NEEDLES: Those sleek, aerodynamic, $500 fancy-pants needles are the second biggest scam in DJing besides convincing people that DJing is hard. For totally serviceable needles, go to one of those electronics stores on Canal Street and get the cheapest set possible. You can talk them down on the price, too. I got a pair plus some shitty headphones for $90 after I sweet-talked the sales guy for a minute. (BTW, the cheap needles are called hip-hop needles and that's mean against blacks.)
MIXERS: There are a few brands of mixers, but who cares. DJs would like for you to think mixers are all complicated, but they're really about as hard to figure out as a home stereo. I once spun at this lesbian party where I ended up giving girls DJ lessons all night. They were lined up across the room, and it only took me a few seconds to show each of them the basics. As Garfield would say, "Big fat hairy deal." Once I showed them how simple it really is, they were shocked at the big deal that people make about the whole thing. Yeah, there are cute little tricks you can do. If you're playing a hip-hop song, it's fun to cut out the bass after the second verse and then kick it back in full force on the chorus. It's a nifty party trick and it makes girls lose their shit. But you can also just say, "Fuck it," set them all in the middle, and read a book in between tracks.
WHEELS OF STEEL: Please don't call them that. Don't call them "the ones and the twos" either. It sounds like your mom saying, "Homie don't play that."
OOPS: You're going to fuck up. The record will skip or you'll be distracted by some drunk kid telling you how much "Bizarre Love Triangle" means to him or you'll let two Wire songs play in a row. No big whup. Everyone's too wasted to care. You should be too. Just take the opportunity to make announcements. I usually shout out important information such as, "Don't stop the rock, motherfuckers!" or "I need to pee!"

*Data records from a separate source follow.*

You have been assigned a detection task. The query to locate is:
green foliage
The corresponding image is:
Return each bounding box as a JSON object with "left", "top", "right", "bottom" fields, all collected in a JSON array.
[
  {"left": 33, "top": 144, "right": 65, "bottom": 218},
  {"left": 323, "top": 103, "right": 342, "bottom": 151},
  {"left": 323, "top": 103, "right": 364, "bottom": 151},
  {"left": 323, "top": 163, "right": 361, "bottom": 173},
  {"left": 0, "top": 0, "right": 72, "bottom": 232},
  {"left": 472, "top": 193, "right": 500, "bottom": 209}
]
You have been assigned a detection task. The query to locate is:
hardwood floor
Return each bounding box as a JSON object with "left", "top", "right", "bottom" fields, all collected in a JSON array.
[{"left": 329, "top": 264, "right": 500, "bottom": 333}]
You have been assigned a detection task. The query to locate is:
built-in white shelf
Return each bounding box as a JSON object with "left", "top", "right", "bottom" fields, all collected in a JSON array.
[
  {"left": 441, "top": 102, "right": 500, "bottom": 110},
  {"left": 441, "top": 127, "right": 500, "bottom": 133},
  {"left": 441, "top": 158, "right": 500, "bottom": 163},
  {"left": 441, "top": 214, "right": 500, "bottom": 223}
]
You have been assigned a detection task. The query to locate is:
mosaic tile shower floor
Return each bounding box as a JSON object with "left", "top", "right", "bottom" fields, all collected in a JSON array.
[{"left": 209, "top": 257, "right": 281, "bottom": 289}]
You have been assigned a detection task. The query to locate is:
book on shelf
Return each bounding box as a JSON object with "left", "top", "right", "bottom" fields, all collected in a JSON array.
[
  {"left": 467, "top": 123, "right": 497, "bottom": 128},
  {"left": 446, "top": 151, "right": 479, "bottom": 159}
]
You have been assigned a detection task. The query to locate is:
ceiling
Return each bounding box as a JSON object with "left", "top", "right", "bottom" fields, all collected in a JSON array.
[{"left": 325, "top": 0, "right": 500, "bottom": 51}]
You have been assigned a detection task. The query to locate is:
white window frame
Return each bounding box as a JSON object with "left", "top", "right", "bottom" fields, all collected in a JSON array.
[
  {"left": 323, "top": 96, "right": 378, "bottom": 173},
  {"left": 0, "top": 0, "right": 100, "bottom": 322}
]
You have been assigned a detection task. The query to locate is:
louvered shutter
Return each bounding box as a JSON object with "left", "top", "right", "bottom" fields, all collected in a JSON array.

REQUESTS: Try not to cry when people request Missy Elliott, again. Or "Hey Ya!" or "Milkshake." Or Cher when you are spinning Minor Threat. Or simply "hip-hop." Or any genre of music, in fact. You wouldn't believe how often people request an entirely different genre of music than what the DJ is playing. It's infuriatingly rude. You're telling the DJ that you hate his or her music. If you don't like what I'm playing, wait 10 fucking minutes and I'll be onto a new thing anyway.
If you simply must request a song, it better be within the scope of what I'm playing at that very second AND it better be such an insane song that it'll make me go, "Oh shit, yeah, why didn't I think of that?"
True fact: That's only happened to me once out of hundreds and hundreds of requests. The song was "Sweet Emotion" by Aerosmith, believe it or not.
SAVING YOUR BEST STUFF: This is tricky. You don't want to blow your load before the night hits maximum party time, so you squirrel away your guaranteed crowd-pleasing monster jams and you wait, thinking, "Now? Now? Do I drop it?" And finally you're like, "It's time, I'm gonna hit it." And boom! It's a fuckin' nuclear-bomb explosion. A roomful of people you would barely be able to look at in the daytime are freaking out like they just won the lottery, all because you pressed a button. That's why you do this shit. That, and the fact that you are a total fucking spaz.